A seguito di questo verdetto, la difesa ha presentato appello contro la sentenza.
Abdelaziz Ouadii Sanhaji era sotto processo, in stato di libertà, dal 2009 in questo caso che all'epoca aveva fatto molto scalpore. Suo figlio, Fayçal Wadii Senhaji, era stato condannato nello stesso caso a 3 anni di reclusione in primo grado, pena che era stata ridotta in appello nel febbraio 2009 a un anno di reclusione.
In totale, otto persone, tra cui il capo dell'ufficio studi, il capocantiere e l'architetto, erano state condannate all'epoca, in appello, a pene variabili da un anno con sospensione della pena a 15 mesi di reclusione per "omicidio colposo", "lesioni colpose" e "mancato rispetto delle norme urbanistiche e di costruzione".
Il rapporto della perizia tecnica ordinata dalla Corte aveva concluso che il terreno di quattro ettari destinato alla realizzazione di un complesso residenziale e commerciale non è adatto alla natura del progetto e che il crollo dell'edificio non è dovuto unicamente al mancato rispetto delle norme di costruzione.

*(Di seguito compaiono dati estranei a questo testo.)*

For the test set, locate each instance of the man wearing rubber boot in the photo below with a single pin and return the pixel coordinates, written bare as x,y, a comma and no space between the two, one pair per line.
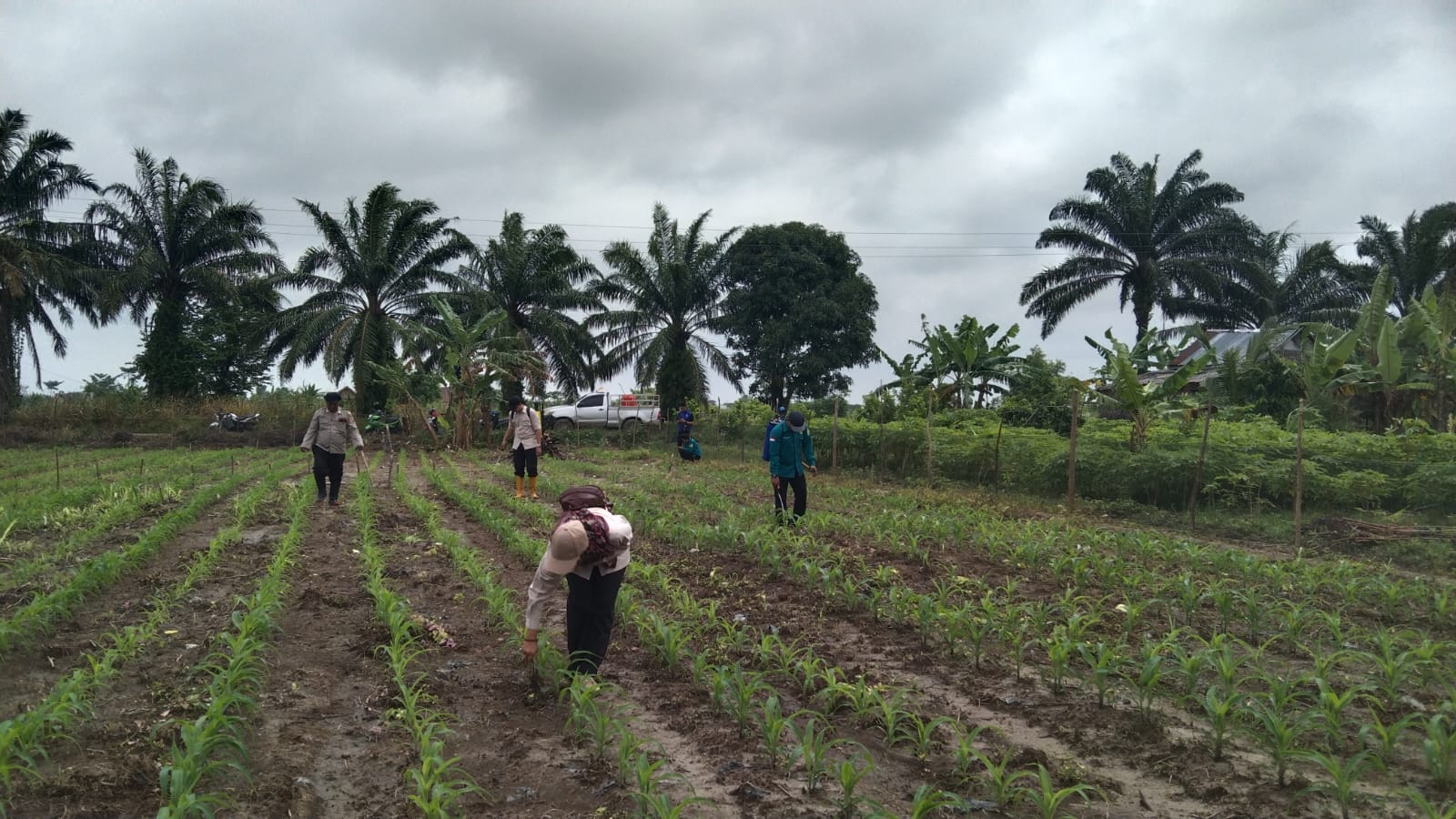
331,431
526,428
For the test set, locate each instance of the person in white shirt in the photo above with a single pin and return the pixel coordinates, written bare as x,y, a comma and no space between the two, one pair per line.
526,448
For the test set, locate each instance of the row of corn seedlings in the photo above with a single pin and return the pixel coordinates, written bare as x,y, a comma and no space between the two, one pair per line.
25,736
909,519
217,739
85,496
594,714
36,617
85,526
1228,709
753,702
437,783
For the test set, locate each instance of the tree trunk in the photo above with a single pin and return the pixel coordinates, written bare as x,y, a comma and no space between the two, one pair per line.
9,363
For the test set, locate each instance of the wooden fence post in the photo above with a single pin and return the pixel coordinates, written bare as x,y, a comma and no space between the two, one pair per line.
1299,477
1072,452
1198,472
834,455
929,446
996,468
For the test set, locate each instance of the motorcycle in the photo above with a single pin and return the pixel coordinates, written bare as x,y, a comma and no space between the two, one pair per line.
379,420
233,423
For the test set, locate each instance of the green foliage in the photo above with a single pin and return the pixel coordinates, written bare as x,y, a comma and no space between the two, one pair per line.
672,298
40,280
797,312
186,254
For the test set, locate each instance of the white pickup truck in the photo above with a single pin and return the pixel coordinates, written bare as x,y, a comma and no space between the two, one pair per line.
612,410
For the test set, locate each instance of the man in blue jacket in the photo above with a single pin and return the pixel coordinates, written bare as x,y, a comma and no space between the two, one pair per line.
791,450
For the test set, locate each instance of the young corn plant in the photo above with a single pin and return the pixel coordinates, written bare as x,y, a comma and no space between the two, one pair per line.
1439,749
849,773
1343,777
1103,665
1048,799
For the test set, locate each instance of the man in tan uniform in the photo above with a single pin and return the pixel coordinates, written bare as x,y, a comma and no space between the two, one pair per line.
331,431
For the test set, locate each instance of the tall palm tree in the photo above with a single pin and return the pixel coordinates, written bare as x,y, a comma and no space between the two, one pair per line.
535,278
1423,254
672,298
177,244
383,261
1158,245
38,271
1286,286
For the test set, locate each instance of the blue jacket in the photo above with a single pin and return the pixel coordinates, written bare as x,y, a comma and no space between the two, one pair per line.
790,450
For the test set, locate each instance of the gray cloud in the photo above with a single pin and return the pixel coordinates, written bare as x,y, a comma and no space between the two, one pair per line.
885,123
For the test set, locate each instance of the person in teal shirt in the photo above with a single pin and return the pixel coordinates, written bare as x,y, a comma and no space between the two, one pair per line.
791,450
691,450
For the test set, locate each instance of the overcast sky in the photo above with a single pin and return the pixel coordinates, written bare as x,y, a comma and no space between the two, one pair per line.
935,136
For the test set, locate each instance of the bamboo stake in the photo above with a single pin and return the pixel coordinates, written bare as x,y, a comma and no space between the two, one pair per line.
1299,475
1198,472
1072,453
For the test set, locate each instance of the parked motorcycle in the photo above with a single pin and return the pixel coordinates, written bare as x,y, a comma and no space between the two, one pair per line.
379,420
233,423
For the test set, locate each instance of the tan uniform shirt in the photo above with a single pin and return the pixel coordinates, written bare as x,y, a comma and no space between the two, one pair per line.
526,426
332,431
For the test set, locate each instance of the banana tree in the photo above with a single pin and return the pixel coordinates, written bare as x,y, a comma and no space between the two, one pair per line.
1429,329
968,360
1126,388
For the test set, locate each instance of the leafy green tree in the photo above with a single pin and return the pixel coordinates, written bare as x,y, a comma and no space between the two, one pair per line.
1429,331
370,278
798,310
970,363
1038,394
536,278
1421,256
1142,399
40,280
177,244
1171,247
672,298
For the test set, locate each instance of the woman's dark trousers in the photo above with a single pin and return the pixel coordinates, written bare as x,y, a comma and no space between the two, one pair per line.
590,608
524,460
328,465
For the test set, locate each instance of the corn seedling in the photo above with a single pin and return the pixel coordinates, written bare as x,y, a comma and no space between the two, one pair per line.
1048,799
1344,775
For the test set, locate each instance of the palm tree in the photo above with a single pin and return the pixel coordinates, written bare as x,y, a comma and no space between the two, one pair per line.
177,245
383,263
1421,256
1159,245
535,278
673,296
970,359
1288,286
36,276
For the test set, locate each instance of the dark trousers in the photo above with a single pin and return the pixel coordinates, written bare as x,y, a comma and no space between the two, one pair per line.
781,496
328,465
524,460
590,608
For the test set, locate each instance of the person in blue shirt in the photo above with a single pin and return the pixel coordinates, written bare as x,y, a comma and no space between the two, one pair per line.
791,450
691,450
684,424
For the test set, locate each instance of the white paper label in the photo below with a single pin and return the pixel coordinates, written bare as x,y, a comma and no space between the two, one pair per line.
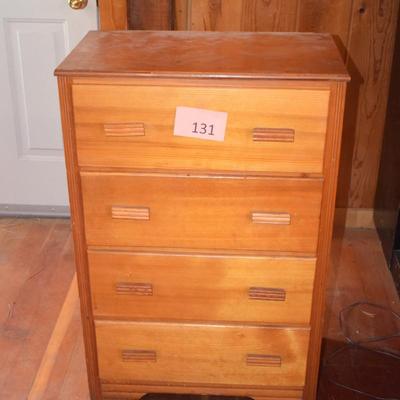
200,124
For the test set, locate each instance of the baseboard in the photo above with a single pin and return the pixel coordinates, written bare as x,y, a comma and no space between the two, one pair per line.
27,210
355,218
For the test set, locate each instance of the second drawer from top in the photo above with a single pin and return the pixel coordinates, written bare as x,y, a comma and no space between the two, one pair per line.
268,129
192,212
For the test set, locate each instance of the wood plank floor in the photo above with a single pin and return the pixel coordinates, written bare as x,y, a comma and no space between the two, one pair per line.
41,343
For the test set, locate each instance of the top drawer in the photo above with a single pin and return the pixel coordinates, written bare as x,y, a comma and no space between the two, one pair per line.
268,129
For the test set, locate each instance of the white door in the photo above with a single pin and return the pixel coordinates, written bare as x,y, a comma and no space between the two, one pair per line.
34,37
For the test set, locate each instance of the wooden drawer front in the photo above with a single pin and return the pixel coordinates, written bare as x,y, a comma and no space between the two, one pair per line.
193,212
201,287
207,354
279,130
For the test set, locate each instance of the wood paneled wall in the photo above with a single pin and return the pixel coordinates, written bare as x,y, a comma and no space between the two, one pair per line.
364,31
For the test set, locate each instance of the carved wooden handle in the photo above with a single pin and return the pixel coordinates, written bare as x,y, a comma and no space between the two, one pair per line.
263,360
126,129
136,289
274,218
139,355
127,212
273,135
268,294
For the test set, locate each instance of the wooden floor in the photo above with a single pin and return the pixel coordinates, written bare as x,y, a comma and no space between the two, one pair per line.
41,347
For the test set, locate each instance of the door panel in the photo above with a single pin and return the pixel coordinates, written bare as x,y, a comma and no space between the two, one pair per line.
34,38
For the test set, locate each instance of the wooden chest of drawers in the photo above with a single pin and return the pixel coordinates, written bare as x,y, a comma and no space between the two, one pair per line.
202,263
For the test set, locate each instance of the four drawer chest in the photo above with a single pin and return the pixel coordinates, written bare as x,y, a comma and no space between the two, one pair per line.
202,174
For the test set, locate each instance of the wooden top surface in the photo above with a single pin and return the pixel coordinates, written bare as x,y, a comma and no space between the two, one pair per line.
207,55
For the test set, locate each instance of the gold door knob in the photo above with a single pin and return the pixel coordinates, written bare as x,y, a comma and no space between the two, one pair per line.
77,4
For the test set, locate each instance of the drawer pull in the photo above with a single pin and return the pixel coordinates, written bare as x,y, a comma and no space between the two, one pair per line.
268,294
263,360
271,218
124,129
139,355
273,135
121,212
136,289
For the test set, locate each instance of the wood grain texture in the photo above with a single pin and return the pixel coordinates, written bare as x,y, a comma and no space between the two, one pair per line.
243,15
209,354
128,391
358,271
181,287
263,360
124,129
180,54
113,15
364,32
138,355
134,288
74,189
64,319
370,49
200,213
387,199
332,151
333,16
273,135
267,294
274,218
151,15
304,111
130,212
35,263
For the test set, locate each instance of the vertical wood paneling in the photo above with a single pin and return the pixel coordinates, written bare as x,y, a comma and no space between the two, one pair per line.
181,16
272,15
387,199
151,14
331,16
335,17
370,53
216,15
243,15
113,15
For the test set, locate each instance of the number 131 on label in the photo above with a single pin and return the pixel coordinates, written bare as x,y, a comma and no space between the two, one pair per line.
200,123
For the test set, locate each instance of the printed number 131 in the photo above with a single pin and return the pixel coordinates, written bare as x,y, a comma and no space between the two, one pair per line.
203,128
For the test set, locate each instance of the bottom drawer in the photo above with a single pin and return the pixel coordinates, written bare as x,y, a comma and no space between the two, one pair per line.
138,352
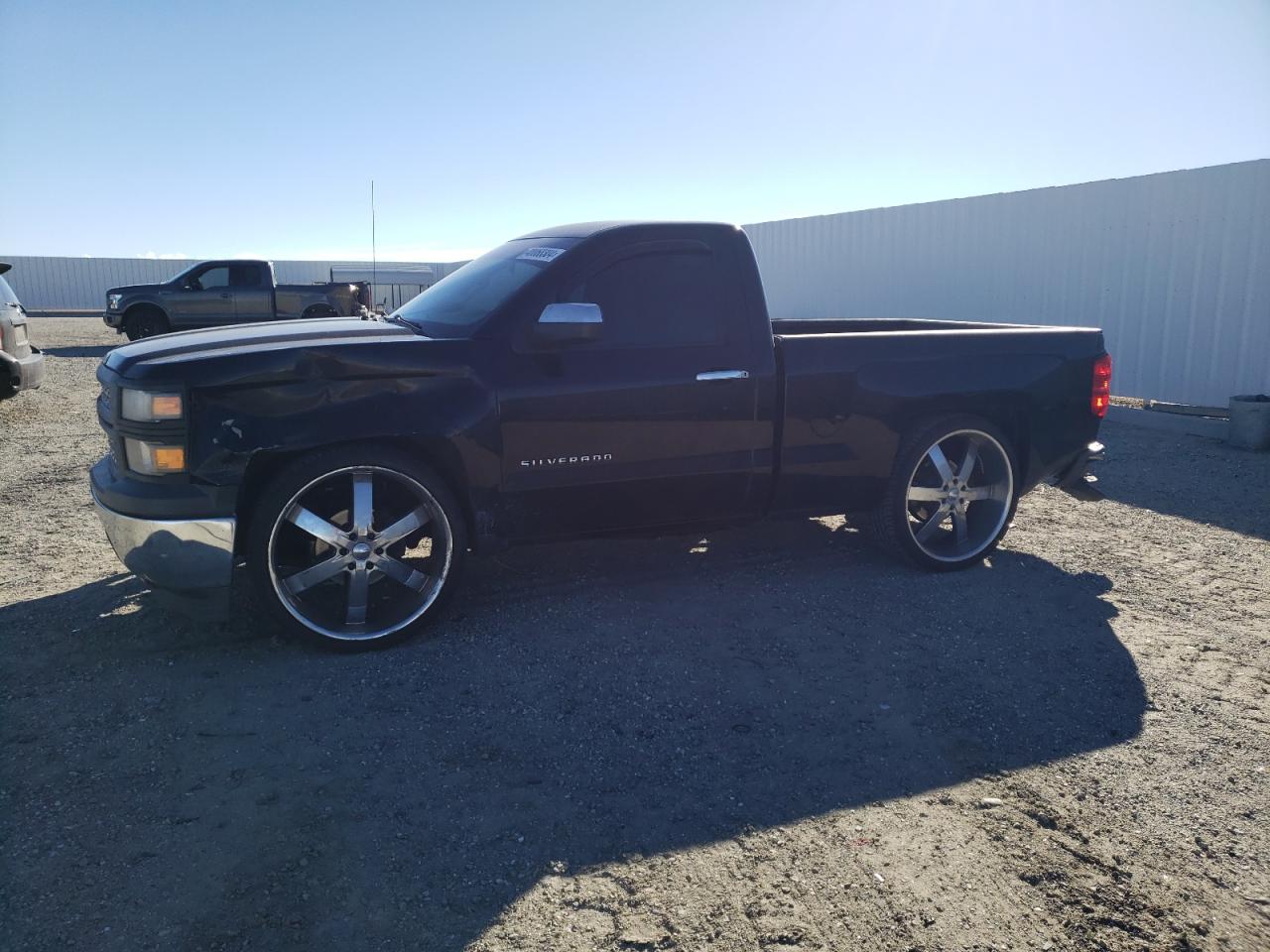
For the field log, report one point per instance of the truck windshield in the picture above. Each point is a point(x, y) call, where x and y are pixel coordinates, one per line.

Notizia 21 Feb 2013 2 min di lettura
Caso del crollo dell'edificio Al-Manal a Kénitra: due anni di reclusione per Abdelaziz Ouadii Sanhaji
Abdelaziz Ouadii Sanhaji è stato inoltre condannato a una multa di 20.000 dh per la mancata dichiarazione dei dipendenti alla CNSS e a un'altra di 100.000 dh per il mancato rispetto delle norme urbanistiche...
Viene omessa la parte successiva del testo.